Guess what? Liberals have kids too. Maybe not as often as conservatives. But still.

There are lots of reasons I dislike Sarah Palin's presence in public life, but her motherhood choices have no bearing on them. There's her aura of perpetual grievance. There was her manifest lack of preparation for the job she sought at John McCain's side in 2008. There's her origin of the "death panels" myth during the health care debate -- which revealed her to be either deeply misinformed or incredibly cynical. I could go on ... but honestly, I don't need to. It's going to be a weird universe the day I ever cast a vote for Sarah Palin.

Like I said, her motherhood has no bearing on my dislike of Palin. Except in one sense: I kind of dislike how she and some conservatives think her motherhood is a reason liberals don't like her. That's kind of irritating.

Tuesday, June 8, 2010

You know what? I hope that Sarah Palin runs for president. And loses. Badly.

I'm so tired of Sarah Palin's sense of grievance. But I know it's not going to go away -- it defines her. It is the reason, at this point, for her political existence. Don't believe me? Here's a Palin post offering President Obama advice on how to handle the BP oil spill.
My experience (though, granted, I got the message loud and clear during the campaign that my executive experience managing the fastest growing community in the state, and then running the largest state in the union, was nothing compared to the experiences of a community organizer) showed me how government officials and oil execs could scratch each others’ backs to the detriment of the public, and it made me ill.
You'd think Barack Obama had never, ever been a senator -- one elected to federal office two years before Sarah Palin became a governor. But you know what? I'm not going to replay the resume pissing match that indeed was resolved by voters two years ago.*

*OK, one item: A big chunk of Sarah Palin's gubernatorial experience with oil companies was using their money to send checks to Alaskans instead of taxing them. That looks nothing at all like the world non-Alaskans  live in.

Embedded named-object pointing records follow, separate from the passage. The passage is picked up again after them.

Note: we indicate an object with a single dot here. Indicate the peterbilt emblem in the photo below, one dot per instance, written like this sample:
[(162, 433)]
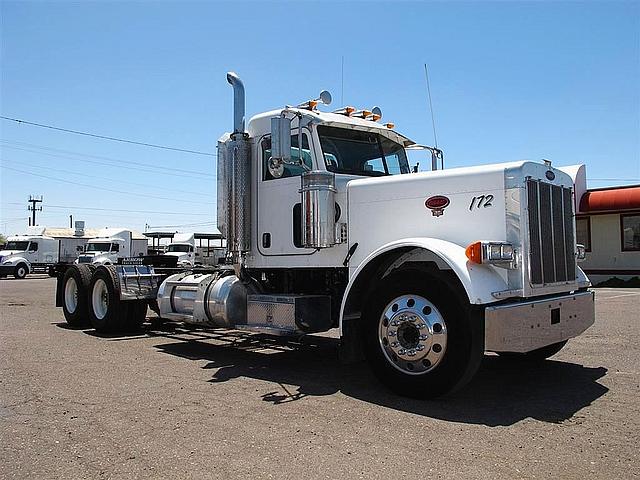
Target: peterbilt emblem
[(437, 204)]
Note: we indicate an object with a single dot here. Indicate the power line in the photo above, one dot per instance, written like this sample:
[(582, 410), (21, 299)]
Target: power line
[(135, 194), (204, 224), (119, 181), (106, 137), (117, 210), (150, 167), (614, 179)]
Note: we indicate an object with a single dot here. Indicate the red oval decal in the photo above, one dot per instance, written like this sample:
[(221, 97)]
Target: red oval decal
[(438, 202)]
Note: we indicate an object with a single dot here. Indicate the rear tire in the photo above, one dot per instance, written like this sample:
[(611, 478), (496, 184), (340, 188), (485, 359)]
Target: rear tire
[(107, 312), (21, 271), (421, 338), (74, 298), (538, 355)]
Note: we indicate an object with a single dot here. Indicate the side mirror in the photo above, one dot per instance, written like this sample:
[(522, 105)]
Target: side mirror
[(281, 139)]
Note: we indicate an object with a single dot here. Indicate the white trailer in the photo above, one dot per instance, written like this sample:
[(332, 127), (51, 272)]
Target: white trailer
[(327, 227), (110, 245)]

But, lordy, a little class wouldn't hurt the woman would it? Showing respect for the president's actual accomplishments would be a good place to start -- unless Palin wants us to refer to her primarily as a onetime local sports anchor as the prime way we refer to her pre-2008 experience. It's true, of course, but it's not accurate. And showing a little respect for the voters -- instead of sneering at their judgment as she does here -- wouldn't be a bad second step.